If you are in a situation where your debts are growing, and it seems like you have no way out, take a financial inventory. When you want to know how to pay off debt fast, you need to look at all avenues!

Check to see if there are any accounts which you can liquidate – you may want to include your emergency fund in that analysis as well. Also, if you own property or other things of value, you may consider selling them in order to pay off a huge chunk of debt at one time.

It may be hard to sell your home or other treasured possessions, but this may provide the shot in the arm that your debt repayment plan desperately needs. Of course, if your asset is serving as collateral for a loan, you have to see how much you will get after paying off this obligation.

Earn More Money

This is another weapon in your debt repayment arsenal, which is often overlooked. You can first try to earn more money on your current job. Ask for a raise, or try to work overtime. If those options don’t work, then it may be time to search for a higher paying job!

Also, try to use your skills, hobbies, and passions to make money. You can sell the things that you design (I know several people who make good money by designing and selling jewelry), give lessons, or even start a website/blog devoted to your passions!

Talk to Your Creditors

In many cases your creditors would rather get some of the money that you owe them, rather than nothing! Therefore, they are usually willing to work out an agreement with you in order to get your debt paid. This normally happens in one of two ways.

Debt Settlement

This is an option where your creditors agree to accept a reduced amount – this can sometimes be 50% or less of the original amount due.
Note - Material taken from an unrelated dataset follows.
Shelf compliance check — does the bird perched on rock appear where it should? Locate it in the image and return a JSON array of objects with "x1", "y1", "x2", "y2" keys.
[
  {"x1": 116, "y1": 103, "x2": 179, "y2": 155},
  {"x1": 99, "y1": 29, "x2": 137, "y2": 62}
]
If there is no chance that, given your current financial situation, that you can pay off the full amount that is due, this may be a viable option for both parties, then debt and bankruptcy will be a thing of the past.

Hardship Program

Many creditors have some sort of “hardship program”, which they offer to consumers who are facing financial difficulties. If, based on your overall financial situation, you can pay off your debt – but you just need a temporary break – your creditor may choose to lower your minimum payments and/or your interest rate for a certain amount of time.

For installment loans, sometimes the bank will take a few of the payments that are currently due (or due over the next few months), and add them to the end of the loan period. If you are behind on your payments at the time, this will allow you to be current in their system. Sometimes, they will actually structure these payments so that you are given a couple of months of breathing room.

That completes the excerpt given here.